I have a one to many relationship between the Account table and a ScheduledPayment table. One account can have many payments but there should be a maximum of one payment per day.
Although unlikely, there are two scenarios which I need to cater for…

  1. If there is one or more Payment records for an AccountId on a
    day, with different payment and or reference then all payments
    should be marked as cancelled.

  2. If there is more than one Payment record for an AccountId on a
    day, with the same payment and reference then one record should be
    the winner and the other be marked as cancelled.

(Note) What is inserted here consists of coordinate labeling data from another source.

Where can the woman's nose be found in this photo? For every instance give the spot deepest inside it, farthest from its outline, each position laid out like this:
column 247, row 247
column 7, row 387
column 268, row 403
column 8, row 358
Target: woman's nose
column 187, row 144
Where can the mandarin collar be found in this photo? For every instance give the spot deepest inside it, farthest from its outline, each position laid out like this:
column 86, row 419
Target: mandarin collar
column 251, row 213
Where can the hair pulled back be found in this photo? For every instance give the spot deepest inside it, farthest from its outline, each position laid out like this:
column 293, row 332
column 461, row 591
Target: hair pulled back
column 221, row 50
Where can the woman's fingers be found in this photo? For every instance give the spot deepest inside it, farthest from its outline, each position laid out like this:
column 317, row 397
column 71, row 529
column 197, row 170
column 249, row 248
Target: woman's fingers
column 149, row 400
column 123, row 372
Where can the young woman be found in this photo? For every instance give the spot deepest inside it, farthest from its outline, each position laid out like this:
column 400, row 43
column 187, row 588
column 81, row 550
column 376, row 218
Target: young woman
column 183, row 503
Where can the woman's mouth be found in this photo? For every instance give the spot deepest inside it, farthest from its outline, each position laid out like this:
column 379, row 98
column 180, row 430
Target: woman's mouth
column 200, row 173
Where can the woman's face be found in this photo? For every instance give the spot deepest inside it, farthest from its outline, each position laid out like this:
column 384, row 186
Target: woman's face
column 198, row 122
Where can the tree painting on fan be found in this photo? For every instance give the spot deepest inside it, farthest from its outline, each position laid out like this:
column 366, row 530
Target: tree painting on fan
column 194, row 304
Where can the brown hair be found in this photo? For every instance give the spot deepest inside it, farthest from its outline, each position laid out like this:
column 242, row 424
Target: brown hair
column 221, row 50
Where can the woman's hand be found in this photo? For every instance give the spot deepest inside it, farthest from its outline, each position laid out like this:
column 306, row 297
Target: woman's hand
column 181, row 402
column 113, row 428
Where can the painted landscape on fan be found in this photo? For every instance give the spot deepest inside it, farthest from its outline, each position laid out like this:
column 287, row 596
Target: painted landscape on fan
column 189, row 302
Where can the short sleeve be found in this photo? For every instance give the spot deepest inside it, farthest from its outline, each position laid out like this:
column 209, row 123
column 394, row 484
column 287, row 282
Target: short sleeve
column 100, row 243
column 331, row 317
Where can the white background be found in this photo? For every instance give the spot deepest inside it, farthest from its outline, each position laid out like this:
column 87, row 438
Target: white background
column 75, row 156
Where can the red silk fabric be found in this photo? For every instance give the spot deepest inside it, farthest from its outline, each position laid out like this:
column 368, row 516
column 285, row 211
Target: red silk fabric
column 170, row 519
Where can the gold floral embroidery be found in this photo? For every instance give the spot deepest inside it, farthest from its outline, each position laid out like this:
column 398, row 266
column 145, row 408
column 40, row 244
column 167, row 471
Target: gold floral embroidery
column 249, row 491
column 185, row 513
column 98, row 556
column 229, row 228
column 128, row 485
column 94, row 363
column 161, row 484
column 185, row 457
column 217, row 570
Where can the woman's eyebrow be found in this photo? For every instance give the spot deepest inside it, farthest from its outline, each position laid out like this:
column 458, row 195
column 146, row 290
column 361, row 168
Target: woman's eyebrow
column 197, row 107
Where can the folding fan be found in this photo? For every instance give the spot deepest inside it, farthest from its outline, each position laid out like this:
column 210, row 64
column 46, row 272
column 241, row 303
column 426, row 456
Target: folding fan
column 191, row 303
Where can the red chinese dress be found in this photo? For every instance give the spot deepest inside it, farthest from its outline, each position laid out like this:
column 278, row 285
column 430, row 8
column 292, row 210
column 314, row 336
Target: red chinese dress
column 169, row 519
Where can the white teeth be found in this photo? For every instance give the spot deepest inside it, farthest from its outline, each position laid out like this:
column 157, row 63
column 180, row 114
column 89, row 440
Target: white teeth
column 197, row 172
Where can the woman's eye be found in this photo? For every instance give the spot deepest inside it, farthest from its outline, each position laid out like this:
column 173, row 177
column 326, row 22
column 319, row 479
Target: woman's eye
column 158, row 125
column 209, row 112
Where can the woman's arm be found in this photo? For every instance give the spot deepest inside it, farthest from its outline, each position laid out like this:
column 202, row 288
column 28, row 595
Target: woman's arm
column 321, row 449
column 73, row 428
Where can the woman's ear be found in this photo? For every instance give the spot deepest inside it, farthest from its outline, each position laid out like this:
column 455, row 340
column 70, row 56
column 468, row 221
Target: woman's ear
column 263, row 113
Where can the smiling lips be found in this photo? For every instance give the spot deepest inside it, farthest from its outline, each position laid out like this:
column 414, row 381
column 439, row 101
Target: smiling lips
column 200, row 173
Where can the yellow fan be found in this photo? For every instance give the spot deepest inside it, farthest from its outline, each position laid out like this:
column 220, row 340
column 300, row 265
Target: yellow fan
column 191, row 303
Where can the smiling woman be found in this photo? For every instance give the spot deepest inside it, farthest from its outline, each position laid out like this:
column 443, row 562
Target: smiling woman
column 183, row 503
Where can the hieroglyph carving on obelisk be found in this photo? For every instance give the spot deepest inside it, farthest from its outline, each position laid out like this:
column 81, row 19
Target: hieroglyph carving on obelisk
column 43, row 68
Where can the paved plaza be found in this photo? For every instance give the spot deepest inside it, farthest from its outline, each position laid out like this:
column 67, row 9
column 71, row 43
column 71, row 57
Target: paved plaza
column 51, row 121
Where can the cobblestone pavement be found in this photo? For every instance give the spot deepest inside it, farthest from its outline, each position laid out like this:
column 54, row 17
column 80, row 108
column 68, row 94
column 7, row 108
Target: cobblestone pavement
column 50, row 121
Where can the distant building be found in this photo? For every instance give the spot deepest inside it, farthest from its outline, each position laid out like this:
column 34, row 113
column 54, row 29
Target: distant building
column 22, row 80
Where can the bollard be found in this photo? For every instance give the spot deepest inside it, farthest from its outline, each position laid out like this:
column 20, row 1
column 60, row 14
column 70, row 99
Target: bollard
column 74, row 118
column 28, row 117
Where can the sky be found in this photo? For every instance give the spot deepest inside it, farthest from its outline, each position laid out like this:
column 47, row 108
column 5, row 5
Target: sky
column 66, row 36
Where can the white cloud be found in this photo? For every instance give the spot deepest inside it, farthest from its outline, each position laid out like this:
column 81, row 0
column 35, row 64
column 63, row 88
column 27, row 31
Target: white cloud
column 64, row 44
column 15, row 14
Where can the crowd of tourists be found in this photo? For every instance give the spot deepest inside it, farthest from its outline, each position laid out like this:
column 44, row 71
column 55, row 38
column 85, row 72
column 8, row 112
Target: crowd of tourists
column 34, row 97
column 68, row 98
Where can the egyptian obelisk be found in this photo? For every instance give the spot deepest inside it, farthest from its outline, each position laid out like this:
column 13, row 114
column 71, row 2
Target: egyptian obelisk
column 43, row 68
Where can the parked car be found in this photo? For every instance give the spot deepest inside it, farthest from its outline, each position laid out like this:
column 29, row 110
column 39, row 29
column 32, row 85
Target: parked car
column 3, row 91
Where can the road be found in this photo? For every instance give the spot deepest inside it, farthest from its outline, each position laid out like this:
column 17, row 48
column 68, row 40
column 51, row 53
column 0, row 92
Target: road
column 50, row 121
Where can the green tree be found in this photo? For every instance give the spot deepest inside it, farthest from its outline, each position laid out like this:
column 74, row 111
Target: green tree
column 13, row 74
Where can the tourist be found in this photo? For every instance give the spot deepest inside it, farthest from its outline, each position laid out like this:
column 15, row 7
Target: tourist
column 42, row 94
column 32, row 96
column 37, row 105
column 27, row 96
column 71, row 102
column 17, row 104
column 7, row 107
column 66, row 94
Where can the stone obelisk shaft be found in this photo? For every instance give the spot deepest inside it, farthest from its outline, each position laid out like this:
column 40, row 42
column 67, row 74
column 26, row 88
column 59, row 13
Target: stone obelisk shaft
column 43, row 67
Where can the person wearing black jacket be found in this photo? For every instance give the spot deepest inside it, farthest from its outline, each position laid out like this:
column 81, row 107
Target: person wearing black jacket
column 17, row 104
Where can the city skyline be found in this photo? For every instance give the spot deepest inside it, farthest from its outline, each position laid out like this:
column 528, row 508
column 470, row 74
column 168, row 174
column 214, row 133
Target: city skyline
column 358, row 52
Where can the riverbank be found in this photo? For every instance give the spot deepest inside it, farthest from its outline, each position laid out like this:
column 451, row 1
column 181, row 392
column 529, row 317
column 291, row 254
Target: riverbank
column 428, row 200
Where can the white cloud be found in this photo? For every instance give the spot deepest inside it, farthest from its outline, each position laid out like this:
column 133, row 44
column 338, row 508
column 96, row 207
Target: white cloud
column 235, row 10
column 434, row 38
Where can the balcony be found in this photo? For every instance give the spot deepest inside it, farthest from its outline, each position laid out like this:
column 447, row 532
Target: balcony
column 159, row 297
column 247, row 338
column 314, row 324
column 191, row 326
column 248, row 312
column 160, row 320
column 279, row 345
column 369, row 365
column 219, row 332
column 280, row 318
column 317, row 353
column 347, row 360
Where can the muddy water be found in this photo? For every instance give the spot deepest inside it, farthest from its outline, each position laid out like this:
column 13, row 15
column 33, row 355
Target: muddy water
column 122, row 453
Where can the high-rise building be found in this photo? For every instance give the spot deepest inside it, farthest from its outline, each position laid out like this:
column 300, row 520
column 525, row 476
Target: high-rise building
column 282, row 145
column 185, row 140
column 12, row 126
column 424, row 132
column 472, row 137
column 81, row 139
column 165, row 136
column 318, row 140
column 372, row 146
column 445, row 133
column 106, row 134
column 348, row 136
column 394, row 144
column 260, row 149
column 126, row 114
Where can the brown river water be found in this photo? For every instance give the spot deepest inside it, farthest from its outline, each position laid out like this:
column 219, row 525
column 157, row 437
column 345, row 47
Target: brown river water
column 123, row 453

In reality, I don't anticipate seeing this scenario all that much because it is down to a concurrency issue in code, if two users are working on the same record at the same time.

Any ideas would be greatly appreciated!

Account
---------
AccountId
---------
    1
    2
    3
    4
ScheduledPayment
----------------
ScheduledPaymentId | AccountId | Amount | Reference | State
------------------------------------------------------------
       1           |    1      |  100   | ABCDE     | Live
       2           |    1      |  100   | ABCDE     | Live  (For these two, 1 would the winner and two marked as cancelled)
       3           |    2      |  100   | ABCDE     | Live
       4           |    2      |  110   | ABCDE     | Live
       5           |    2      |  110   | ABCDE     | Live
       6           |    2      |  130   | ABCDE     | Live (For these, all would be marked as cancelled)
       7           |    3      |  100   | ABCDE     | Live
       8           |    4      |  100   | ABCDE     | Live

Best Answer

This should return tag the records that need attention. I put the tagging in SELECT, but you could easily turn this into a second CTE and simply select out the payments to clean up.

-- 
-- find all accounts with more than one payment and mark payments to cancel
--
WITH cte_DuplicatePayments AS
(
SELECT COUNT(*) OVER(PARTITION BY accountID) AS numberOfPaymentsPerAccountID
, COUNT(*) OVER(partition BY accountID, amount) AS numberOfPaymentsPerAccountIDAndAmount
, ROW_NUMBER() OVER(partition BY accountID ORDER BY amount asc) AS PaymentsNumberPerAccountID
, *
FROM ScheduledPayment
)
SELECT CASE 
    WHEN numberOfPaymentsPerAccountID != numberOfPaymentsPerAccountIDAndAmount THEN 'MARK AS CANCELLED: Duplicate Payments with amount mismatch' 
    WHEN PaymentsNumberPerAccountID > 1 THEN 'MARK AS CANCELLED: Duplicate Payments with matching amount' 
    ELSE ''
   END AS PaymentAuditAction
, ScheduledPaymentID, accountID, amount,
FROM cte_DuplicatePayments
WHERE numberOfPaymentsPerAccountID > 1